27 per cent decrease in military flights
- Aircraft Noise Control Board meeting at NATO Air Base -
NATO Air Base Geilenkirchen. The annual meeting of the Aircraft Noise Control Board took place at NATO Air Base Geilenkirchen on 30 January 2012. The Chief of Staff of the NATO E-3A Component, Colonel Werner Nemetschek, informed the mayors and other representatives of the neighbouring towns and communities of Geilenkirchen, Gangelt, Übach-Palenberg and Herzogenrath, and the representatives of the Heinsberg District Authority, the Transport Ministry of North Rine Westphalia, and the Initiative gegen AWACS Emissionen e.V., about flight operations at the NATO Air Base in 2011 and the outlook for 2012.
“There are unusual developments to report,“ said Nemetschek in his words of welcome to the Board. Despite having flown considerably more hours overall in the past year, the NATO E 3A Component was able to reduce the number of flight moverments at the NATO Air Base by 27 per cent. In 2011 there were 2,304 takeoffs or landings affecting the urban area of Geilenkirchen, whereas in 2009 there were 3,152. “Nine flight movements per working day is a remarkably small number for a military air base“, emphasized Nemetschek.

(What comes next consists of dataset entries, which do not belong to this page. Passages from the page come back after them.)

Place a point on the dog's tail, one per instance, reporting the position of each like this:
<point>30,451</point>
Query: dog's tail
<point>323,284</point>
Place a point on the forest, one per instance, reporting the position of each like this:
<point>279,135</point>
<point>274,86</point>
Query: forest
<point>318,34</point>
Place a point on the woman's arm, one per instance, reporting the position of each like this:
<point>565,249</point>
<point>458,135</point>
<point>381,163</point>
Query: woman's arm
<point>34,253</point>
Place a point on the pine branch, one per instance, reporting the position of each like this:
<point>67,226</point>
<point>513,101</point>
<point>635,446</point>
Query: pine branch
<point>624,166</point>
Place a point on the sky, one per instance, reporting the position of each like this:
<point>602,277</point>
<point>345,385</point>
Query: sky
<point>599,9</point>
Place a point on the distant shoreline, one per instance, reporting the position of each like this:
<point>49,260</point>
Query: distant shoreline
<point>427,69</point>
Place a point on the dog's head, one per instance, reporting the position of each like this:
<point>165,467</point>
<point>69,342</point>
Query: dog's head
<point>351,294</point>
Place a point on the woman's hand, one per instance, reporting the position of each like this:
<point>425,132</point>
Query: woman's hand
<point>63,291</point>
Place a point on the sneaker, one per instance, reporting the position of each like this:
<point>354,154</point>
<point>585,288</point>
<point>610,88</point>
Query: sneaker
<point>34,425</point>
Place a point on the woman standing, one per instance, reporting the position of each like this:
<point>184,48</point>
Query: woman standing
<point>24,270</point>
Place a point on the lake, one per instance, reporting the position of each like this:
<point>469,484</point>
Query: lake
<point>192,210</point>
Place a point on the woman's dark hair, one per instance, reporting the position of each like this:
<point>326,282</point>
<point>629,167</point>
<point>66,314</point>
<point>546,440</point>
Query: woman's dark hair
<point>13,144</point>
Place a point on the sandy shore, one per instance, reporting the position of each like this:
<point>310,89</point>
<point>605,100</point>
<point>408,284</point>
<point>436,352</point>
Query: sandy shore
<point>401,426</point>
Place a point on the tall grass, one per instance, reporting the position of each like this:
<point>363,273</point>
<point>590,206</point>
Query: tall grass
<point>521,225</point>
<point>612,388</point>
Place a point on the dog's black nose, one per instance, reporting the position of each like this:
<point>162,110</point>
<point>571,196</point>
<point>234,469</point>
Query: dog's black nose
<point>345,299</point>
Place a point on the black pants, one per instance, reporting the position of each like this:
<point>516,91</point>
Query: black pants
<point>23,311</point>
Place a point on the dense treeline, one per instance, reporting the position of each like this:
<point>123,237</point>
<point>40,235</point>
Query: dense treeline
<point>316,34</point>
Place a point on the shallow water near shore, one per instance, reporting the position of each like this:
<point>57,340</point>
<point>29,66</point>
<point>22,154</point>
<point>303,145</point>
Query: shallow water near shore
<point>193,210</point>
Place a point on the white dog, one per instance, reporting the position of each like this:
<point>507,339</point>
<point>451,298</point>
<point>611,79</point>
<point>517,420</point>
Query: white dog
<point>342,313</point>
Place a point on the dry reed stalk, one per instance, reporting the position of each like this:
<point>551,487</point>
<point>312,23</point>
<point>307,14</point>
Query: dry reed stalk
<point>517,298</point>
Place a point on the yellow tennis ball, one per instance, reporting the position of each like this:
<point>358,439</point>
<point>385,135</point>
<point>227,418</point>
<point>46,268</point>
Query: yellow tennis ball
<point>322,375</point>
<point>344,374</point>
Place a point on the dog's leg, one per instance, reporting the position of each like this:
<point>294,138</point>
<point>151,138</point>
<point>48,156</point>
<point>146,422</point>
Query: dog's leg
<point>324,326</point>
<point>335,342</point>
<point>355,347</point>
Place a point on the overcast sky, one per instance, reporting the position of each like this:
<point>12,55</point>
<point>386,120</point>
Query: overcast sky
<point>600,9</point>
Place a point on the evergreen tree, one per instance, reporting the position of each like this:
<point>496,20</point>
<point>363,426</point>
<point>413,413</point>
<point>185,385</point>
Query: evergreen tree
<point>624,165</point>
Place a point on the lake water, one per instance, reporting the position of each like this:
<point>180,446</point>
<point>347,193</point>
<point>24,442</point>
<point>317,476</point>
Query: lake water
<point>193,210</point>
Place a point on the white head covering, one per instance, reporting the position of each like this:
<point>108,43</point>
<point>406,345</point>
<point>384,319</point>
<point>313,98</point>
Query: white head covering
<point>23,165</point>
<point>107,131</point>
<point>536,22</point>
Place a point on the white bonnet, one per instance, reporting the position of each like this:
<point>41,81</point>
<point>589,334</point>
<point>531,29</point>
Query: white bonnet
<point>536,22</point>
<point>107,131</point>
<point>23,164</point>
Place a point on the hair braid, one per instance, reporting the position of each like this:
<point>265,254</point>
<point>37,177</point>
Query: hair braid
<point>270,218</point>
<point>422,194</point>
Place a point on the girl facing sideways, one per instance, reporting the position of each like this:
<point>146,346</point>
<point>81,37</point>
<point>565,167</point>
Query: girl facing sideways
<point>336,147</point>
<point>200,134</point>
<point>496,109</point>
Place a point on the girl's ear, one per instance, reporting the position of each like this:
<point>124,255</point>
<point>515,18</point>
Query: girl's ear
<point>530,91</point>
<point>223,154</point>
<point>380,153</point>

Various reasons account for the substantial decrease. The primary one is the Component’s deployment of E-3A aircraft to participate in three international operations. “Our involvement, in some cases concurrently, in counter terrorism missions in Afghanistan, Libya and the Mediterranean region, made 2011 a very special year. The E-3A Component has been 100 per cent involved in ongoing military operations for more than a year now“, said Nemetschek. The airspace surveillance and airspace coordination capabilities of AWACS are in great demand at international level. “Nevertheless, any decisions on whether to employ AWACS are not made by us, but by the politicians,“ Nemetschek explained.
Apart from these deployments the Component was also able, as in previous years, to transfer training flights to other regions of Europe. In 2011 only about one third of the training flights took place at NATO Air Base Geilenkirchen. Furthermore the crews can accomplish part of their training in an ultra-modern simulator. “We conduct as much training there as possible“, emphasized Nemetschek. “Training flights are essential for successful operations. And certain training flights have to be flown live in an aircraft.“ This applies to air refuelling, for example.
Whilst the number of flight movements in Geilenkirchen decreased by almost one third as a result of operations in other countries, the number of flight movements outside the airfield opening hours (45 in 2010; 76 in 2011) rose for the same reason. Almost all these flights occurred before midnight. Colonel Nemetschek explained to the Aircraft Noise Control Board that takeoffs and landings after 22:00 hrs and before 08:00 hrs on weekdays, or at any time on weekends, are only executed if they are operationally essential and have been authorized in advance. “Our Component does everything it can to keep the number as low as possible,” said Nemetschek reassuringly. “But sometimes there is no alternative.“
The procedural modifications for training flights under visual flight rules met with great interest. The advantage of the new routes lies in the fact that they avoid more densly populated areas and urban centres. Flights under instrument flight rules, however, are flown on specified routes with which the crews have to comply. “Flight safety always has highest priority,“ emphasized Nemetschek.